My mother, in 7th grade, ran from a South Dakota boarding school back home to White Earth in an age before Interstate highways, cell phones or google maps. That determination and love of life is resilience.

A Native father sitting in Perkins, after working a late shift, with a two-year-old toddler in a high-chair,  explains that the baby’s mother showed up at his door with a child he didn’t know existed and said, “Here, I’ve done this for two years, I’m done. He’s yours.” He didn’t hesitate to do the right thing. That is resilience.

The woman who lost her child to child protection because she was caught in the cycle of addiction and street life. Sent to prison. Who spent five years getting clean, going to meetings, petitioning the court against all odds to regain custody of her child. That is resilience.

The poet, who grew up with a not-so-easy life in Oklahoma. Resilience gave her words to write, now US poet laureate.  Resilience also gave her music in her heart that pours out of her saxophone, healing hearts of listeners.

A Native Artist living on the street collected discarded lipstick and eyeshadow to create gallery-worthy paintings. Creating beauty out of beauty-discards. That is resilience.

My father, along with thousands of other fathers, for more generations than we want to remember, sat alone, not changing residence, waiting, waiting, waiting for children to return. That is resilience.

Men who went to prison – who somehow came out and started businesses, who raised families and took jobs way below their skill level; who became sweat lodge runners, sun dancers and pipe carriers. That is resilience.

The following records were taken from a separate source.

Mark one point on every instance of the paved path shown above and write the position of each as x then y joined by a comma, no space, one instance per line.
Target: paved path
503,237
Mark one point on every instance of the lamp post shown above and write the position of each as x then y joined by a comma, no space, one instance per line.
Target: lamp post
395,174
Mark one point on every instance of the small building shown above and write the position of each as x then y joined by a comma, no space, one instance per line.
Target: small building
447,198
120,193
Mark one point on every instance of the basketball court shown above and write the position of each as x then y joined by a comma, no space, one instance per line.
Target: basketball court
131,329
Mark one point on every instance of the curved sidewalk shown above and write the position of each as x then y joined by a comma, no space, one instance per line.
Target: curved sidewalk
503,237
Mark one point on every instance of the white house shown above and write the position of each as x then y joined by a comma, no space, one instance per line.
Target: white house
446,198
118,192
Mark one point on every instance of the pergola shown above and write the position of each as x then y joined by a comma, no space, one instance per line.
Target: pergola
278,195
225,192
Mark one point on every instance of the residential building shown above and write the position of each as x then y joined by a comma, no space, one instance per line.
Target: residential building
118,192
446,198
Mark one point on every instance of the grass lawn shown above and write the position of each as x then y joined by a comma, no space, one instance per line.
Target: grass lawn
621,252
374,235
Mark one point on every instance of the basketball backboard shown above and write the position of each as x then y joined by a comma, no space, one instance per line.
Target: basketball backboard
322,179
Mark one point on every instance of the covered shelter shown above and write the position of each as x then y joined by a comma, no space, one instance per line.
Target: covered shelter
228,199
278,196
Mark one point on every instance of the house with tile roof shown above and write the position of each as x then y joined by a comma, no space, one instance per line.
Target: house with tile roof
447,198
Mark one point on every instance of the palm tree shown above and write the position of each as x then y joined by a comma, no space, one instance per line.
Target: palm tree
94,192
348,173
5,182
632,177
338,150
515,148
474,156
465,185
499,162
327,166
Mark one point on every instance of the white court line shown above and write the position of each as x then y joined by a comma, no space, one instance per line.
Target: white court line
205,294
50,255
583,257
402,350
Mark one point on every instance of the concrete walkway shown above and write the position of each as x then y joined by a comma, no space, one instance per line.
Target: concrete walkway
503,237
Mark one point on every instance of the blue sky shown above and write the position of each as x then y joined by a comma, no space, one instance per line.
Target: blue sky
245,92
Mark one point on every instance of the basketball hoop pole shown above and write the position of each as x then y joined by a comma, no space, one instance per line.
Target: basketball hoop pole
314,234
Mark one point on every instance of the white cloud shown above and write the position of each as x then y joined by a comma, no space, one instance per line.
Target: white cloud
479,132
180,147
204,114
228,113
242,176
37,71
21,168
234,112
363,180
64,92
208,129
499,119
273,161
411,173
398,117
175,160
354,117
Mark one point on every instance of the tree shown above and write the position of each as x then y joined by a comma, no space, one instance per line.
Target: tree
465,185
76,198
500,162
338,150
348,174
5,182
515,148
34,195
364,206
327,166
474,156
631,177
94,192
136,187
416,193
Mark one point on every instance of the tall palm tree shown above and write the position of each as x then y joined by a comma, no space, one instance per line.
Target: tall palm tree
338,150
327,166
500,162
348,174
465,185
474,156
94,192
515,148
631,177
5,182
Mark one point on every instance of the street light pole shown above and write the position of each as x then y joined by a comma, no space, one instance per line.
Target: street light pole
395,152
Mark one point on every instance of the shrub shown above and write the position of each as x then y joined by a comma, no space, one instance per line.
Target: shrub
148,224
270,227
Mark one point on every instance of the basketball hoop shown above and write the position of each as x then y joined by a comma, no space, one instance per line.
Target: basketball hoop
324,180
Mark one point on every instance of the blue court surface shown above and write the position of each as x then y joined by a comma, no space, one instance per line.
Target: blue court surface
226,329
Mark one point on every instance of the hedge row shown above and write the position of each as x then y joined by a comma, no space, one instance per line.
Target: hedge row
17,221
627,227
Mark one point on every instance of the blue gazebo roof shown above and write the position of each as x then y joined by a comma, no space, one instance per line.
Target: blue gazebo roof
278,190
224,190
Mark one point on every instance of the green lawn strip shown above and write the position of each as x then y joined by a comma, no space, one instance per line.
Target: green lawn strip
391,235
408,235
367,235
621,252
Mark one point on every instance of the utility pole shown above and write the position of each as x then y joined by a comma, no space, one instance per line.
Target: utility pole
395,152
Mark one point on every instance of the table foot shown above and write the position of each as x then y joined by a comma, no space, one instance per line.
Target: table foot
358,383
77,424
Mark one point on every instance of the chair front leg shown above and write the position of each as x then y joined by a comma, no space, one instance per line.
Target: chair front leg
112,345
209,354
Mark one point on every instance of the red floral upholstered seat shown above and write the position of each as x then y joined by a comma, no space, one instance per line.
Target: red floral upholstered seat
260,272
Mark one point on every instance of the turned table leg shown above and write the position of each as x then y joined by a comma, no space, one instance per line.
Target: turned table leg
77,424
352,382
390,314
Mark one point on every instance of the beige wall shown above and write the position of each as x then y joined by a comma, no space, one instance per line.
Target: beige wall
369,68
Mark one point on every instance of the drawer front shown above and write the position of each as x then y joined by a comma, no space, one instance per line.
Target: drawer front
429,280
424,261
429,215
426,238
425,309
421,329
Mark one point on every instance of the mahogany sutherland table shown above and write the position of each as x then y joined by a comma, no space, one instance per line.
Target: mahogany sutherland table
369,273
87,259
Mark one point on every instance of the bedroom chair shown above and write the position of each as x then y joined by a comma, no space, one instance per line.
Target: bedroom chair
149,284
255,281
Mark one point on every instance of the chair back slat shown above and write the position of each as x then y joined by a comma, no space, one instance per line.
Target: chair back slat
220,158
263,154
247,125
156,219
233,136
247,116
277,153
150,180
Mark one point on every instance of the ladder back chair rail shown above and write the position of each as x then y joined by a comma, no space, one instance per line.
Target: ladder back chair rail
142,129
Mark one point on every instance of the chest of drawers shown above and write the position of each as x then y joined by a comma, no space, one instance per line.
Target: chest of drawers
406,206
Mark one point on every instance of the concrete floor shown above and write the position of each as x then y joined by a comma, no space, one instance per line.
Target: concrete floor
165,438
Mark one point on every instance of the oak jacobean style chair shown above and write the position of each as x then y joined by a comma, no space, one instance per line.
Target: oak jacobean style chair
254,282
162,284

The children, raised in families outside the culture, who followed their heart’s spirit back home – facing rejection, ridicule, identity-questioning – but staying, becoming one with the community, one with their tribe. That is resilience.

Mothers – who, with or without shame, have stood in line at Salvation Army for cheap toy giveaways, food shelf lines, who sit in welfare offices again and again because it is one way to keep the family going. That is resilience.

Our relatives who never hesitate to go to war, wars that are never ours. Code talkers, tunnel rats, snipers, those who walk point, medics. They die fighting because that is what we do. Or they come home and hide the pain as best they can and carry flags at Grand Entry. Or not. That is resilience.

People who give more than they get. Mothers who love their children, fathers who stay. Grandparents who babysit, even in a wheelchair.

We create beauty out of scraps. Hold cars together with duct tape. Work jobs and sell beadwork for cash to ‘have a little extra’. Make frybread even though we know it isn’t good for the diabetes but because it’s good for the spirit.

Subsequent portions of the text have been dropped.